The encoder path stores intermediate feature maps (x1 through x4) for skip connections. The decoder receives both the upsampled features and the corresponding encoder features. The final 1×1 convolution maps to the desired number of output classes without changing spatial dimensions.

Training Example and Practical Usage

Here’s a complete training setup demonstrating U-Net for binary segmentation:

import torch.optim as optim
from torch.utils.data import DataLoader

# Initialize model
device = torch.device('cuda' if torch.cuda.is_available() else 'cpu')
model = UNet(n_channels=3, n_classes=1, bilinear=True).to(device)

# Loss and optimizer
criterion = nn.BCEWithLogitsLoss()  # Binary segmentation
optimizer = optim.Adam(model.parameters(), lr=1e-4)

# Training loop
def train_epoch(model, dataloader, criterion, optimizer, device):
    model.train()
    epoch_loss = 0
    
    for batch_idx, (images, masks) in enumerate(dataloader):
        images = images.to(device)
        masks = masks.to(device)
        
        # Forward pass
        outputs = model(images)
        loss = criterion(outputs, masks)
        
        # Backward pass
        optimizer.zero_grad()
        loss.backward()
        optimizer.step()
        
        epoch_loss += loss.item()
    
    return epoch_loss / len(dataloader)

# Example usage
# Assuming you have a dataset that returns (image, mask) pairs
# train_dataset = YourSegmentationDataset(...)
# train_loader = DataLoader(train_dataset, batch_size=8, shuffle=True)

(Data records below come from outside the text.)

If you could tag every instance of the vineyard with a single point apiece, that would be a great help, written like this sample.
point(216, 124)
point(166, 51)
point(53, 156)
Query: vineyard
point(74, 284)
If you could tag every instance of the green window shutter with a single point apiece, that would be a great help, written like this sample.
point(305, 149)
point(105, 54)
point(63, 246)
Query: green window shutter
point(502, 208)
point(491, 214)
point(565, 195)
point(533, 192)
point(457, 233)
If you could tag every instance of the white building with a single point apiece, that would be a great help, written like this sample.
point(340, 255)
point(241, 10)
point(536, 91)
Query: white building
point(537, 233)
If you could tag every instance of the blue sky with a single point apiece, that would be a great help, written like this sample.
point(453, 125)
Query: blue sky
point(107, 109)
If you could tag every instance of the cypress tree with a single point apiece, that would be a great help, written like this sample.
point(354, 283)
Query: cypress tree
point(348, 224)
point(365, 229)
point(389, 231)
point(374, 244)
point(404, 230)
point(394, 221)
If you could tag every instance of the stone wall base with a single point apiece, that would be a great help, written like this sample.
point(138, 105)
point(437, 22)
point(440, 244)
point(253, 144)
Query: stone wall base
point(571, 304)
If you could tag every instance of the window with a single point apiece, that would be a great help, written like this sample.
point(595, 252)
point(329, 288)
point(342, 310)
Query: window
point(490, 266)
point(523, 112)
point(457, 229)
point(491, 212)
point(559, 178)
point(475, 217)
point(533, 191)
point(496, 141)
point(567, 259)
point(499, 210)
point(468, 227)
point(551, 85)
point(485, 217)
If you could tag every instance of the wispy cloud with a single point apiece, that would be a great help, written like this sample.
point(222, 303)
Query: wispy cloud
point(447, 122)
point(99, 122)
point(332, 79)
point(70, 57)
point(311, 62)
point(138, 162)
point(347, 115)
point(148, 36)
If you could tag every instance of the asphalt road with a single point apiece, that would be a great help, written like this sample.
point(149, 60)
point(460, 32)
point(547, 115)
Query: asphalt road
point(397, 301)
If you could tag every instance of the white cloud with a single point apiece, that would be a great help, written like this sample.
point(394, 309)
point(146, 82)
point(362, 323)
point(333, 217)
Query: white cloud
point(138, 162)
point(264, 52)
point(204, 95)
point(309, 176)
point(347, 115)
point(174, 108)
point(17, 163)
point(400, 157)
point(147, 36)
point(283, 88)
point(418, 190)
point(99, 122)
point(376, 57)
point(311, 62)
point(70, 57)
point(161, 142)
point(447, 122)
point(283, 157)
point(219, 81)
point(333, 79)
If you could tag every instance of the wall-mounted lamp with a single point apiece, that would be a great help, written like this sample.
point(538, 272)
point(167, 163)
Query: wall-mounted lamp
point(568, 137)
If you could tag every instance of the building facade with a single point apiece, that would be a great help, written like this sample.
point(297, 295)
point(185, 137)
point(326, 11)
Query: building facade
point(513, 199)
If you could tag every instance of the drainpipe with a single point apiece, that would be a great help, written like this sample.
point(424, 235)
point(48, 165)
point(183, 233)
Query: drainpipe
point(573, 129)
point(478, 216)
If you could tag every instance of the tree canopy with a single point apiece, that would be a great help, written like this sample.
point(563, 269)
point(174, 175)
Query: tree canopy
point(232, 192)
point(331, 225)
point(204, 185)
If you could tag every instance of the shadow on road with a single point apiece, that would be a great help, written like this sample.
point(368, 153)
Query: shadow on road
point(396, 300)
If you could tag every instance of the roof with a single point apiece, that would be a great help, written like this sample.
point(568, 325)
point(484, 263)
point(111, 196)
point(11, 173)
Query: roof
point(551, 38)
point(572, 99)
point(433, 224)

# for epoch in range(num_epochs):
#     loss = train_epoch(model, train_loader, criterion, optimizer, device)
#     print(f'Epoch {epoch+1}, Loss: {loss:.4f}')

For multi-class segmentation, swap BCEWithLogitsLoss for CrossEntropyLoss and set n_classes to your number of classes. The model outputs raw logits—apply torch.sigmoid() for binary or torch.softmax() for multi-class predictions during inference.

Use learning rate scheduling and data augmentation for better results. The original paper emphasizes aggressive augmentation—random rotations, elastic deformations, and intensity shifts help the model generalize from limited training data.

U-Net’s modular design makes it easy to modify. Try adjusting the initial feature count, adding dropout for regularization, or experimenting with different normalization techniques. The architecture’s flexibility is why it remains a go-to choice for segmentation tasks nearly a decade after publication.